Sound Off
Photo: Completely adorable Taylor.

I am getting crotchety in my old age.
I use to like young children, especially when they were mine. (Honestly, were any two children more adorable than Alec and Taylor?)
Now I find that young children just drive me crazy.
They have lots of little kids in Abu Dhabi. The government encourages large families and locals all seem to have at least five kids. These huge families are always clogging up the aisles at Carrefour when I am in a hurry. (I warned you I was getting crotchety.)
Parents here are much more lax about their little ones’ activities in public. While I don’t approve of American parents whacking their kids at Wal-mart (or anywhere else), I am appalled to find that local parents just let their children holler. Even in movie theaters.

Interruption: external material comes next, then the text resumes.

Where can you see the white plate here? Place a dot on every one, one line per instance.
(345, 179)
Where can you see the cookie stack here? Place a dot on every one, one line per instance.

For a culture that often keeps young adults firmly under their parent’s control, they seem to have a surprising laisse-faire approach to children. At the mall, it isn’t unusually to see a bunch of siblings, all under age 10, playing around some fountain with no adult supervision.
Today, when I went to the phone company office to pay my bill, I noticed they had posted a sign that said, “No unaccompanied children.” The phone company office has a problem with unaccompanied children?
But most amazing to me was seeing a baby in a stroller left outside a shop. I suppose the mom was inside. While I appreciate the value of living someplace this safe, as an American, it just feels odd.
One Western mom was upset by the local family on her floor because their kids played noisily until midnight. The local mom, however, complained that the expat children were making entirely too much noise every afternoon, when her kids were trying to sleep!
Even among Americans we can’t agree on what’s appropriate behavior for children. (Why else do some Americans think it’s okay to take their rowdy children to nice restaurants? It’s not!) So it’s not surprising that different cultures have different child rearing philosophies. And I once again remind myself, that I am the foreigner here. Locals set the acceptable standards, and I will just have to add “earplugs” to my shopping list.